'Shinji Kagawa is one of the best players in the world and he now plays 20 minutes at Manchester United - on the left wing! My heart breaks. Really, I have tears in my eyes.'
This is what Jurgen Klopp, the master tactician behind Borussia Dortmund's meteoric rise in the Fußball-Bundesliga, told The Guardian earlier this year.
Just imagine how poor Jurgen feels now - as Shinji Kagawa has not played a single minute of competitive football for Manchester United in his favoured central role. Yet Kagawa has emerged as a rather surprising cult icon with United fans, who are all slightly confused by his lack of involvement. In a season when many a pundit and fan has questioned United's ability to unlock a defence, Kagawa hasn't even been called upon from the bench.
So what is happening with Shinji Kagawa? The initial thought is that he is just not the manager’s cup of tea. David Moyes has a history of being a more defensively-minded manager. I am huge Everton fan and therefore, quite rightly, a huge admirer of Moyes and the work he did at Everton. But it has to said that he likes to adopt a 'safety first' mentality.
Another theory being thrown around, is that Kagawa's signing was a marketing ploy to raise shirt sales and image rights in Asia, as well as keeping United's fan base growing in what is quite quickly becoming a very crowded market for football clubs. Whilst I agree that this was definitely an element of his transfer, I disagree that he was brought in to sell shirts. Kagawa is an incredibly talented footballer and would be a blessing in any of the top Premier League sides.
So if it isn't the fact that he is not a ‘David Moyes player’ and he isn’t on the club's books to help in the Asian market, perhaps Kagawa just isn’t one of United’s top playmakers. According to Bleacher Report, Shinji Kagawa started 17 Premier League games for United; the same as Ashley Young, one less than Tom Cleverley and four more than Danny Welbeck.
Kagawa was United’s fourth highest league goalscorer with six - of course three of these did all come in the same game (vs Norwich) - but Cleverley only scored twice in the entire campaign.
However, if you take a closer look at the stats, things start to look a little less positive for the Japanese magician. Kagawa only managed three league assists and on average completed just one key pass per 90 mins. This is in comparison with Young’s three assists and 1.8 key passes per 90 mins, which was the joint highest key pass completion rate in United’s first team (along with Wayne Rooney and Robin van Persie).
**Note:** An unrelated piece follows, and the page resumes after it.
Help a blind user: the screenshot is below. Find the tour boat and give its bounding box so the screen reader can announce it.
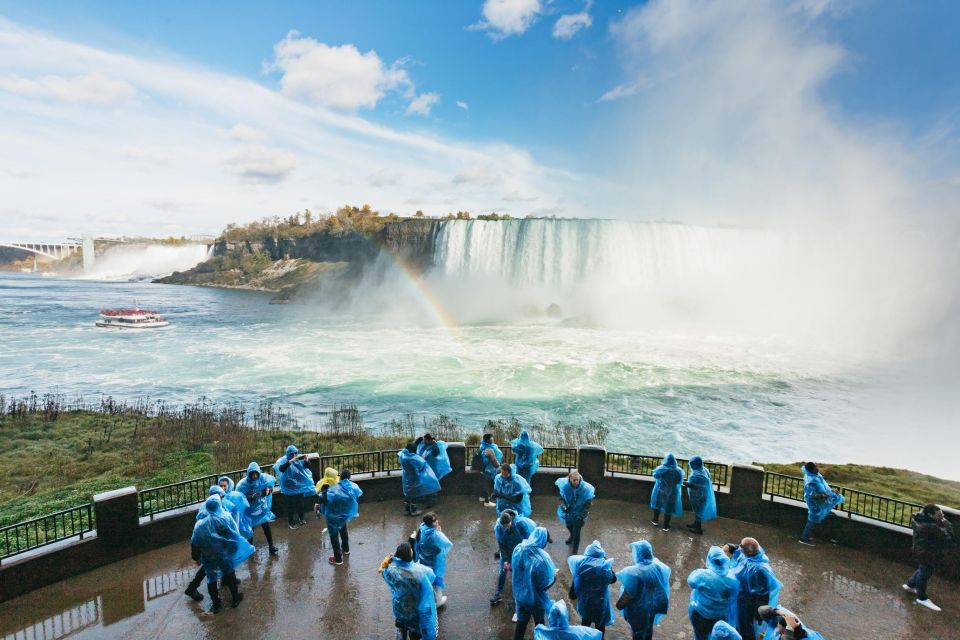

Shinji Kagawa might not be the managers favourite, he might just be a one man marketing campaign and he most certainly is a very technically sound footballer. But the statistics from last year prove that he is not the most effective playmaker at Manchester United. In fact he comes out almost distinctively average in all of his most vital stats. Perhaps Klopp’s tears would be better shed on the fact that Kagawa hasn’t quite hit the form, or made the difference that he is more than capable of.